Dan Gilgoff at U. S. News & World Report gives a good summary of the recently released National Institutes of Health guidelines on federal funding for stem cell research. Many Christians will still disagree with the policy, but the results could have been much worse. Fortunately, therapeutic cloning and the creation of embryos for research is still forbidden.
In issuing draft guidelines on federal dollars for embryonic stem cell research Friday, the National Institutes of Health let down a lot of scientists and patient advocates. That’s because the guidelines limited funding to embryos that were left over from in vitro fertilization clinics and were already earmarked for destruction.
Announcing his executive order on embryonic stem cell research last month, President Obama conspicuously left the door open to funding research using stem cells derived through embryos created expressly for scientific research or through a process called somatic cell nuclear transfer, popularly known as therapeutic cloning. But the draft NIH guidelines explicitly outlaw federal dollars for stem cells derived through either of those methods.
“I am really, really startled,” Susan L. Solomon, chief executive of the private New York Stem Cell Foundation, told the Washington Post after the NIH rules were issued. “This seems to be a political calculus when what we want in this country is a scientific research calculus.” The Post quoted a second, unnamed scientist who was present when Obama signed the stem cell executive order last month. That soure said Friday’s news was “much more political than we thought it would be. This is extremely limiting.

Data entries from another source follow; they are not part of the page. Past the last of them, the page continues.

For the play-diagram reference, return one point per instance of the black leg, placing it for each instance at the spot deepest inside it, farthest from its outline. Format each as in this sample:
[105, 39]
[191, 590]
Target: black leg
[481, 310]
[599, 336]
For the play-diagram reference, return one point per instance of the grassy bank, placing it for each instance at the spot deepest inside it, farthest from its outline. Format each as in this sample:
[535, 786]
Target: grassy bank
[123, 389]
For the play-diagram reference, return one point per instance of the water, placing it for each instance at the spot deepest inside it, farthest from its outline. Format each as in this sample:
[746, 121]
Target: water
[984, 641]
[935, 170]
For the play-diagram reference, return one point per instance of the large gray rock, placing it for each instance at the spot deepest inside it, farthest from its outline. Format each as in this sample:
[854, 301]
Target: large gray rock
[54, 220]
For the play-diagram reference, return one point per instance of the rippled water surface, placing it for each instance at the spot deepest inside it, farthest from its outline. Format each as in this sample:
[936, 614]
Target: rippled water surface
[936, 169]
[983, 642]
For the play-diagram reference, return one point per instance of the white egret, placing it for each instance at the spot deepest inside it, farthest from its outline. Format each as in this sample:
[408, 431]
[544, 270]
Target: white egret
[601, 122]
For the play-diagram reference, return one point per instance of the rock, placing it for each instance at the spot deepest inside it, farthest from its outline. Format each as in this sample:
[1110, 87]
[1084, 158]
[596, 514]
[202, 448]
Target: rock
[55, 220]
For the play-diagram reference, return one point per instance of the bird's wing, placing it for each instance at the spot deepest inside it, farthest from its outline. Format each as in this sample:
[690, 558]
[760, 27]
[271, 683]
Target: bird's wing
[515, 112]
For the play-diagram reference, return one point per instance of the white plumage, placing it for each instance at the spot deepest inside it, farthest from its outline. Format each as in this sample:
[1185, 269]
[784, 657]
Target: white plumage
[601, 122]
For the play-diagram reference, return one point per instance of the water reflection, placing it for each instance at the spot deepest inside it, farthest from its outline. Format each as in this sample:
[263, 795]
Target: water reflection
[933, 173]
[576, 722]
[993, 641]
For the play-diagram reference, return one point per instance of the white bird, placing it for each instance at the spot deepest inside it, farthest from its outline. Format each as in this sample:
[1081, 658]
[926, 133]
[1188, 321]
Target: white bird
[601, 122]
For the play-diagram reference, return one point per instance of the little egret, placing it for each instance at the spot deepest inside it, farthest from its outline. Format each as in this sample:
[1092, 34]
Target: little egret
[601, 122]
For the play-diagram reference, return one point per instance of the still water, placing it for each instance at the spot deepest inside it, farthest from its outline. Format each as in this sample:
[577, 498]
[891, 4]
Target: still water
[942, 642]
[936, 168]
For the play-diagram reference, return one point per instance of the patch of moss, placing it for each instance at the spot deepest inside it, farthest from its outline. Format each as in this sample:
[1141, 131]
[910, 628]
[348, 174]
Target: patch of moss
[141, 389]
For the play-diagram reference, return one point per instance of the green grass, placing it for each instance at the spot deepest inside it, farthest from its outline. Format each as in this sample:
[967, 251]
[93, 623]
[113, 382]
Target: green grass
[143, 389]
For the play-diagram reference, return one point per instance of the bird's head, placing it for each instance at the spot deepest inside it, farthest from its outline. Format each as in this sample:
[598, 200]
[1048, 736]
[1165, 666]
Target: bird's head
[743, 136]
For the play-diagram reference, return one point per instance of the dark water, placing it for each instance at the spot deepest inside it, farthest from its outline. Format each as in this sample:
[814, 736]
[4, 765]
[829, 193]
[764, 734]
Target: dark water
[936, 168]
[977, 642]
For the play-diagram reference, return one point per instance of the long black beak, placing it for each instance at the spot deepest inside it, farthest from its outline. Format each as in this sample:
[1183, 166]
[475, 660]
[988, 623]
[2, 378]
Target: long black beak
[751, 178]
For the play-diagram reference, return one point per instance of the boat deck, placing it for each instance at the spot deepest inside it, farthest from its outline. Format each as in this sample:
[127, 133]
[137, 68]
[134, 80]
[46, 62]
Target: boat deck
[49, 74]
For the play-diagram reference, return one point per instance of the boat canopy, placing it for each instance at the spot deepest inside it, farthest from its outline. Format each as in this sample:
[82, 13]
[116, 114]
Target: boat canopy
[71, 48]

But conservative religious groups are hardly cheering. The most effusive praise I’ve heard from the right comes from Robby George, a professor of jurisprudence at Princeton: “It is possible that the restraint shown thus far by the NIH is in part the result of pro-life lobbying efforts, including efforts by pro-life supporters of President Obama. If so, all who have assisted in these efforts, including Obama’s pro-life supporters, deserve recognition and thanks. We can pause only for a moment, however.” . . .
The one place where praise for the NIH move has been forthcoming is from the religious center, as represented in this instance by Faith in Public Life. The group has assembled a list of endorsements from prominent religious figures, including social conservatives like Joel Hunter, Doug Kmiec, and Samuel Rodriguez.